Shown is the distribution of true functional-domain ranks predicted by Model IV, trained on bacterial plus fungal genomes. Each bar represents the count of domains grouped by similarity tag (L1, L2, L3, or None). Most L1 domains were correctly predicted as rank #1, while a substantial number of None domains (no detectable similarity) were also predicted as rank #1, indicating that the model generalized its accuracy beyond training examples.
For the 3,157 unique functional domains among the 14,455 total unique domains in the training dataset of Model IV, the mean true domain rank showed a positive correlation, while the average probability of being ranked as top-1 exhibited a weak decreasing trend, with increasing median rank (Fig 9A and 9B). In contrast, token counts per domain in the training and evaluation datasets did not show apparent such trends (Fig 9C and 9D), indicating that the model learned genomic domain organization independently of token frequency. Domains tend to be predicted as functionally related types; for example, one of the most frequent domains in datasets, ketoacyl-synt, catalyzes the condensation reaction that extends polyketide chains, and is often predicted within the top ten as KR, Ketoacyl-synt_C, Acyl_transf_1, or PKS_DE, which are known to participate in polyketide synthesis [21]. This indicates that the model successfully captures functional relationships among biosynthetically related domain types.

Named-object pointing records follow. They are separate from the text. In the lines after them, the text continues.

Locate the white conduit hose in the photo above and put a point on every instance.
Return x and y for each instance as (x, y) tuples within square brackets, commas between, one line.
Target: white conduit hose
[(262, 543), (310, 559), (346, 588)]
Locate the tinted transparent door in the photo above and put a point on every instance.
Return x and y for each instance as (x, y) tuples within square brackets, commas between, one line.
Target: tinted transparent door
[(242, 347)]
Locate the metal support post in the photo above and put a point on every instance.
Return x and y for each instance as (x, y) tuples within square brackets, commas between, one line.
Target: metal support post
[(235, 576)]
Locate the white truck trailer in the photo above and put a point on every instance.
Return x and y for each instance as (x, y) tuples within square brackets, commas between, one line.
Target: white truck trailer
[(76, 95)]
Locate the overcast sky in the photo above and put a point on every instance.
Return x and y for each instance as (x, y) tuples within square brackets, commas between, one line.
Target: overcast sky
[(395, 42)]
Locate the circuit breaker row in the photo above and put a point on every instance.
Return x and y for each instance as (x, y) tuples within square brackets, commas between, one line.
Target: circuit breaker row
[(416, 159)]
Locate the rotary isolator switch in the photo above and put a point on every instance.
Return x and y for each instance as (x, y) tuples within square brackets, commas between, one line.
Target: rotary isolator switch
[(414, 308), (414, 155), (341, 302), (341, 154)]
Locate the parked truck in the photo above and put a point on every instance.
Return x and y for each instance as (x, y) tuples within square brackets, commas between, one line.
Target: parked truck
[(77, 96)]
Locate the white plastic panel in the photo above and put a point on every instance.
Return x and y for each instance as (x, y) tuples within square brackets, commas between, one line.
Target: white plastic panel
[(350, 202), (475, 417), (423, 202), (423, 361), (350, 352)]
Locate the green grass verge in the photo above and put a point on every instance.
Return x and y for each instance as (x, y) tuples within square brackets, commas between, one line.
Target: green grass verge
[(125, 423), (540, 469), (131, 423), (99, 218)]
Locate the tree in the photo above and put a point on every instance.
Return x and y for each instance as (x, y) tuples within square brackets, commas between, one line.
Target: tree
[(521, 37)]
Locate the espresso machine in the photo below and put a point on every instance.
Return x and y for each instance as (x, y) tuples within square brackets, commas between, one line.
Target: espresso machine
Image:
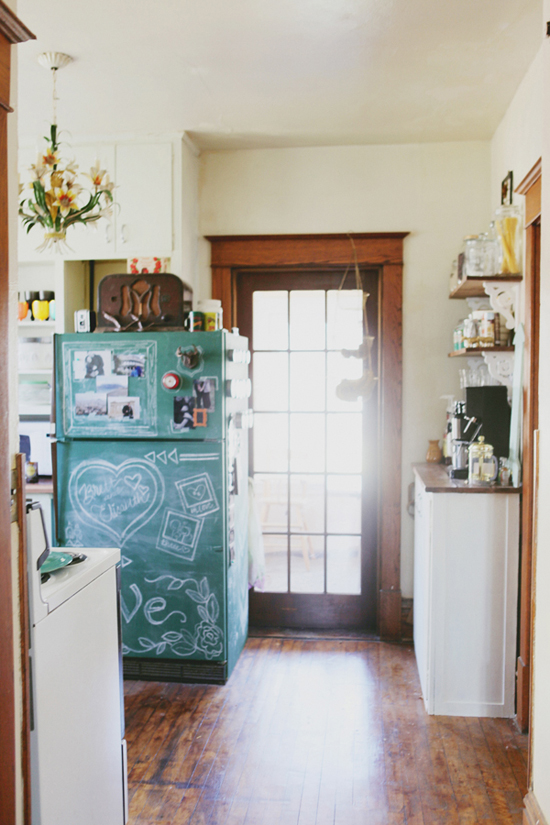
[(464, 430)]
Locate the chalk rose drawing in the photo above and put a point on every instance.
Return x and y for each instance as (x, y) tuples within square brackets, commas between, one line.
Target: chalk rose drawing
[(207, 637)]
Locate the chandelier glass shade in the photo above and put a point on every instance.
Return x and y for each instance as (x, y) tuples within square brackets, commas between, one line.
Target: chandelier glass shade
[(54, 198)]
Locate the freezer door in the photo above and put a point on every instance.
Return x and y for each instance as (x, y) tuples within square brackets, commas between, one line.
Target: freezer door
[(162, 503), (169, 385)]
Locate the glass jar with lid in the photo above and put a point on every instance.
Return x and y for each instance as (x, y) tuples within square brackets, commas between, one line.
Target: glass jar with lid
[(482, 464), (509, 229)]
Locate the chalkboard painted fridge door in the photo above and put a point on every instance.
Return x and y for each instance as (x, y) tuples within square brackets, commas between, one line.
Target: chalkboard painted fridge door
[(142, 385), (163, 504)]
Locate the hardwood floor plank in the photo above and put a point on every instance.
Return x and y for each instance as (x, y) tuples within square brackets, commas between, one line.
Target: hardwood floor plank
[(316, 732)]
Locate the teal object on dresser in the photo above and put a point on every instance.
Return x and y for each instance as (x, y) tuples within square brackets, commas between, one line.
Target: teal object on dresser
[(151, 457)]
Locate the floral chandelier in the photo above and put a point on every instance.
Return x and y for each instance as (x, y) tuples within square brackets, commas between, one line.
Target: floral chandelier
[(57, 200)]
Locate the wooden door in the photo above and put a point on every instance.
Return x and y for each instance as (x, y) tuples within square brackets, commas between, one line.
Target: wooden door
[(313, 455), (531, 188), (383, 251)]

(A) Mean, median, and standard deviation of true token ranks. (B) Average probability of being ranked as top-1. (C) Token counts in the training dataset. (D) Token counts in the 2,492 MIBiG BGCs used for evaluation. Tokens are ordered by the median of true domain ranks. The mean true domain rank shows a consistent increasing trend, while the average top-1 probability exhibits a weak degreasing trend with increasing median rank. In contrast, token counts in the training and evaluation datasets show no apparent correlation with prediction rank statistics.
Context dependency of domain prediction
To determine how input context affects domain prediction by the constructed models, we performed a systematic perturbation analysis in which input domains were randomly altered. We observed the prediction probability of the true domain at a masked position domain by Model IV as increasing the number of altered domains (Fig 10).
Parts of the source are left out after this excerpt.